Essa advertência é extremamente atual. Também hoje, a Igreja corre o risco de se dividir por ideologias, gostos pessoais, lideranças ou visões parciais do Evangelho. Quando o centro deixa de ser Cristo, surgem as rupturas. São Paulo nos recorda que a unidade não é uniformidade, mas comunhão em torno do essencial: Jesus crucificado e ressuscitado.
Chegamos, então, ao Evangelho de Mateus (Mt 4,12-23), que nos apresenta três movimentos fundamentais da missão de Jesus: Ele anuncia, chama e forma.
Primeiro, Jesus anuncia: “Convertei-vos, porque o Reino dos Céus está próximo”. Conversão não é apenas abandonar pecados evidentes, mas mudar a direção da vida, rever prioridades, deixar que Deus ocupe o centro. Converter-se é sair das trevas e caminhar na luz. É permitir que a Palavra de Deus questione nossas escolhas, nossos hábitos e nossas seguranças.
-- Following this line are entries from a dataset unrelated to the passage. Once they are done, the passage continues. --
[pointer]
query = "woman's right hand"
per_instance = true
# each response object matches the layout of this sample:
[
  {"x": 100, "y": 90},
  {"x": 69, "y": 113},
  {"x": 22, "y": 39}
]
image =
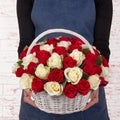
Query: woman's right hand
[{"x": 27, "y": 98}]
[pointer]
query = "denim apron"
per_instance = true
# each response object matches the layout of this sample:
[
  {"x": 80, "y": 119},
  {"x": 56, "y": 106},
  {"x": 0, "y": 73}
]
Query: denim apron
[{"x": 76, "y": 15}]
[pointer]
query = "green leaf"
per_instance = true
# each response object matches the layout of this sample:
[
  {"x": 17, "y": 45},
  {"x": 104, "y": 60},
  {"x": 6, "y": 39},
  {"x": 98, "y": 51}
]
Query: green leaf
[
  {"x": 20, "y": 63},
  {"x": 99, "y": 61}
]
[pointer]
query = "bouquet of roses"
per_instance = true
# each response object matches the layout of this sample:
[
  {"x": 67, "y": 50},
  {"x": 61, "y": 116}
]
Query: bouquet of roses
[{"x": 61, "y": 66}]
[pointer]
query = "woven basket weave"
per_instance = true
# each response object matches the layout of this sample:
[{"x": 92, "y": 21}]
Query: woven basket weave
[{"x": 59, "y": 104}]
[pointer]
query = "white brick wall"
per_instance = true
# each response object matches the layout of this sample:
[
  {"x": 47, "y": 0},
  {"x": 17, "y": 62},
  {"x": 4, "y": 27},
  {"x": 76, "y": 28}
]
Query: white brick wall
[{"x": 9, "y": 88}]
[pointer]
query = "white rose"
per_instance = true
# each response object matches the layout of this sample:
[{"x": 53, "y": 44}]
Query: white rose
[
  {"x": 65, "y": 44},
  {"x": 73, "y": 75},
  {"x": 105, "y": 71},
  {"x": 94, "y": 82},
  {"x": 47, "y": 47},
  {"x": 29, "y": 58},
  {"x": 42, "y": 71},
  {"x": 78, "y": 56},
  {"x": 55, "y": 61},
  {"x": 53, "y": 88},
  {"x": 26, "y": 81}
]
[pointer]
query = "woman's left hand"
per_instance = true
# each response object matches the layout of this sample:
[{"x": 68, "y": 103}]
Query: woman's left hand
[
  {"x": 27, "y": 98},
  {"x": 94, "y": 97}
]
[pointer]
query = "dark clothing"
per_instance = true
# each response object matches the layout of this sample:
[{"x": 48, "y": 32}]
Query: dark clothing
[
  {"x": 93, "y": 22},
  {"x": 101, "y": 29}
]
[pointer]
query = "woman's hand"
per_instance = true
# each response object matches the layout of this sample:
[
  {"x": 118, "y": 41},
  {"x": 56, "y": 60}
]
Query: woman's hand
[
  {"x": 94, "y": 97},
  {"x": 27, "y": 98}
]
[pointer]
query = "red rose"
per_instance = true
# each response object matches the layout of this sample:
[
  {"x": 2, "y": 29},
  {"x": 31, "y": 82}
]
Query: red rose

Em seguida, Jesus chama. À beira do mar da Galileia, Ele encontra homens simples, pescadores que viviam do trabalho cotidiano. Não eram doutores da Lei, nem líderes religiosos, nem pessoas influentes. Ainda assim, Jesus os chama: “Segui-me, e eu farei de vós pescadores de homens”. O chamado de Jesus não se baseia em méritos humanos, mas na disponibilidade do coração. Ele não escolhe os mais preparados; Ele prepara os que escolhe.
A resposta dos discípulos é imediata: deixam as redes, o barco, o pai e seguem Jesus. Esse detalhe é fundamental. Seguir Jesus implica deixar algo para trás. Não se pode seguir o Senhor mantendo todas as seguranças intactas. As “redes” que precisamos deixar hoje podem ser o comodismo, o individualismo, o apego excessivo a bens, o medo de se comprometer ou a resistência à mudança.
Por fim, o Evangelho nos mostra Jesus formando os discípulos: Ele percorre a Galileia ensinando, proclamando o Reino e curando os doentes. A missão de Jesus é integral: toca a mente, o coração e o corpo. Onde o Reino chega, a vida é restaurada. E os discípulos são chamados a aprender esse mesmo modo de agir: anunciar com palavras, testemunhar com a vida e cuidar das feridas humanas.
Este Terceiro Domingo do Tempo Comum nos interpela profundamente. Somos chamados a reconhecer onde ainda existem trevas em nossa vida e em nossa sociedade, e a permitir que a luz de Cristo brilhe. Somos convidados à conversão contínua, que não se esgota em um momento, mas acompanha toda a vida cristã. Somos convocados a seguir Jesus com decisão, deixando para trás aquilo que nos impede de caminhar.
Ao mesmo tempo, a Palavra nos recorda que seguir Jesus não é um caminho solitário. Somos chamados em comunidade, para viver a comunhão e não a divisão, para construir a unidade e não os conflitos. Em um mundo marcado por rupturas e polarizações, o testemunho de uma Igreja unida em torno de Cristo torna-se ainda mais necessário e profético.
Que o Senhor nos conceda a graça de ouvir hoje o seu chamado, de responder com generosidade e de caminhar na luz do seu Reino. Que, deixando nossas redes, possamos seguir Jesus e nos tornar, com humildade e fidelidade, seus discípulos missionários.